Las pupilas azules se iluminaron de alegría, de concupiscencía, en la cara labrada del viejo; sus manos se revolvieron como un amasijo sobre el cayado de su bastón. Pero antes de que llegara a expresar su excitación en palabras, había respondido, tajante, la voz de su hija:

– Nada necesitamos, señor. Se agradece.

Sobre Santolalla estas palabras cayeron como una lluvia de tristeza; se sintió perdido, deshauciado. Después de oírlas, ya no deseaba más que irse de allí; y ni siquiera por irse tenía prisa. Despacio, giró la vista por la pequeña sala, casi desmantelada, llena tan sólo del viejo que, desde su sillón, le contemplaba ahora con indiferencia, y de la mujerona que lo encaraba de frente, en pie ante él, cruzados los brazos; y, alargándole a ésta el carnet sindical de su hijo: – Guárdelo -le ofreció-; es usted quien tiene derecho a guardarlo.

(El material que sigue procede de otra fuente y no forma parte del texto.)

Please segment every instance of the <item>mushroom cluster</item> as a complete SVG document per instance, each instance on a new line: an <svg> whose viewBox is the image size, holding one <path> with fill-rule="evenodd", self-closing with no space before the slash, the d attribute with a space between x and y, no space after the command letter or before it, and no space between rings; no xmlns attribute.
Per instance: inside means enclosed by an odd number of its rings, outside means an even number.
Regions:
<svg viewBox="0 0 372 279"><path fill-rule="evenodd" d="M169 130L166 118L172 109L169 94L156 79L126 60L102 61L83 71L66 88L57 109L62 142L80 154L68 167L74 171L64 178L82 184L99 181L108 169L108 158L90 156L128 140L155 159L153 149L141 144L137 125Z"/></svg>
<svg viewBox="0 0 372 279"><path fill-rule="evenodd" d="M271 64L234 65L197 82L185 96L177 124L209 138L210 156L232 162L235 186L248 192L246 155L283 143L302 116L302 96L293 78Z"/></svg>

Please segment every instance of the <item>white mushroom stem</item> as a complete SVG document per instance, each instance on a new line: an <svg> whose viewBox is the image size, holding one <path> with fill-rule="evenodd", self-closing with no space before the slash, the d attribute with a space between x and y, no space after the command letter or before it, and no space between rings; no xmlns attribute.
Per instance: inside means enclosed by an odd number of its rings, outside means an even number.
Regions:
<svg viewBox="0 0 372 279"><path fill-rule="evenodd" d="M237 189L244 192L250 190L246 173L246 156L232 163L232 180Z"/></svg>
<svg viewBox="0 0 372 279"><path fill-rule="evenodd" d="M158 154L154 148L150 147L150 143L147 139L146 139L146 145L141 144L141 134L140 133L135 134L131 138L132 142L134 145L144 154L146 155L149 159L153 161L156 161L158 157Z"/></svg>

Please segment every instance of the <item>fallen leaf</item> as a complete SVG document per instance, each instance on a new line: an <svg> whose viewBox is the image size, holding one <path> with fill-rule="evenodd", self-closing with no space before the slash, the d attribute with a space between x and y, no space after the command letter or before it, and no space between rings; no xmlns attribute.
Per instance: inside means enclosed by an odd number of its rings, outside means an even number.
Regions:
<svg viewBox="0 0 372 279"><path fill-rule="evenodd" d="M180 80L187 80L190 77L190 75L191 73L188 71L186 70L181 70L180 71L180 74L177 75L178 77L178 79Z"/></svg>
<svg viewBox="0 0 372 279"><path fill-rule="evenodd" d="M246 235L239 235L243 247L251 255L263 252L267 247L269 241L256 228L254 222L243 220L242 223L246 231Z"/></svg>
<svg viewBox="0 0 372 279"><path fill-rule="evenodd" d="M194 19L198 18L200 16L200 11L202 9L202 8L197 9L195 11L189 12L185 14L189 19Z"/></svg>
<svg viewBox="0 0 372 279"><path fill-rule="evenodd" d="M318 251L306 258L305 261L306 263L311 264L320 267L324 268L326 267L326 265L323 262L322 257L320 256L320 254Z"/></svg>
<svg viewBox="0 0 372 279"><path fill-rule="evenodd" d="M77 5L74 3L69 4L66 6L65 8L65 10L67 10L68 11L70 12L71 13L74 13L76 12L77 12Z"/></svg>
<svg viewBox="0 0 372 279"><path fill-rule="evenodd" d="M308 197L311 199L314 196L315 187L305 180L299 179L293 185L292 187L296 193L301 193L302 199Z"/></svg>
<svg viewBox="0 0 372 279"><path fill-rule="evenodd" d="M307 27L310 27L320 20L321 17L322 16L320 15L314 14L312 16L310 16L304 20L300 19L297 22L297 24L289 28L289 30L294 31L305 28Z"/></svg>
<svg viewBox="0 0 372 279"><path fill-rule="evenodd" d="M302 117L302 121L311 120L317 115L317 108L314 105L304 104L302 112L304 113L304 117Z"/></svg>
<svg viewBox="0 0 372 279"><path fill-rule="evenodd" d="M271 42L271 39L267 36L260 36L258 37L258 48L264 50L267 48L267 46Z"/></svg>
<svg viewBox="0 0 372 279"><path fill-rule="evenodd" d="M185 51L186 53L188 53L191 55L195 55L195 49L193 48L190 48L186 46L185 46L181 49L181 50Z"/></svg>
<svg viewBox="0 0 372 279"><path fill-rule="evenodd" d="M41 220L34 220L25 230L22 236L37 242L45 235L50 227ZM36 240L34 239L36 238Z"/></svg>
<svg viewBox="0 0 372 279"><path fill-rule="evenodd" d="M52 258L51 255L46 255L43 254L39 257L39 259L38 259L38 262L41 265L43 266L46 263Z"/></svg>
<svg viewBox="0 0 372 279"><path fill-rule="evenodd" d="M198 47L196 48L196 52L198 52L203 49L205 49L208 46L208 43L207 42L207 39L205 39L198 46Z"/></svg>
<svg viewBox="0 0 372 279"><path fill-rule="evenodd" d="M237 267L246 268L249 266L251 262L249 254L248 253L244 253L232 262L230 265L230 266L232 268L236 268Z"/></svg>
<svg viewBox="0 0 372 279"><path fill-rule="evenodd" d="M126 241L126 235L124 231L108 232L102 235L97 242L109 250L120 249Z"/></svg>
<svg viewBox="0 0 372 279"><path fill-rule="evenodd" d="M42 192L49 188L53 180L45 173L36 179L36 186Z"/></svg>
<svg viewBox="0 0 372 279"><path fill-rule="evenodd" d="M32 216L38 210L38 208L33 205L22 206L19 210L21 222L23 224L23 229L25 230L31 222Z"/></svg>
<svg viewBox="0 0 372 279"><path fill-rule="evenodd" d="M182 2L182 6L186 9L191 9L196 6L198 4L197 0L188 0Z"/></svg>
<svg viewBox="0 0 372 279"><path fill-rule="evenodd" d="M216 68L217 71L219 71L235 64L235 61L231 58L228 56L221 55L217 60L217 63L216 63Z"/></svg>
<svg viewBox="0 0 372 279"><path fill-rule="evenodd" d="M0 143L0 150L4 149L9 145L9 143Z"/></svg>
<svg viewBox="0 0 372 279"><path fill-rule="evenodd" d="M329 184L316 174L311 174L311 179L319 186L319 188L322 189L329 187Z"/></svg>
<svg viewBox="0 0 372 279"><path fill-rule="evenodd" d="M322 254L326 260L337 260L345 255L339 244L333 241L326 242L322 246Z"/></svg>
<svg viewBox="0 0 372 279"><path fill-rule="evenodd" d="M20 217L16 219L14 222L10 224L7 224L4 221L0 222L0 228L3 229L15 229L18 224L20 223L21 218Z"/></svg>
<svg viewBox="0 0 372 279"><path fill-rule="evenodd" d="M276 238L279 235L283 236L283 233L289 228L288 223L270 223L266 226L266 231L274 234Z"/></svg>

Pero ella no tendió la mano; seguía con los brazos cruzados. Se había cerrado su semblante; le relampaguearon los ojos y hasta pareció tener que dominarse mucho para, con serenidad y algún tono de ironía, responderle:

– ¿Y qué quiere usted que haga yo con eso? ¿Que lo guarde? ¿Para qué, señor? ¡Tener escondido en casa un carnet socialista, verdad? ¡No! ¡Muchas gracias!

Santolalla enrojeció hasta las orejas. Ya no había más que hablar. Se metió el carnet en el bolsillo, musitó un "¡buenos días!" y salió calle abajo.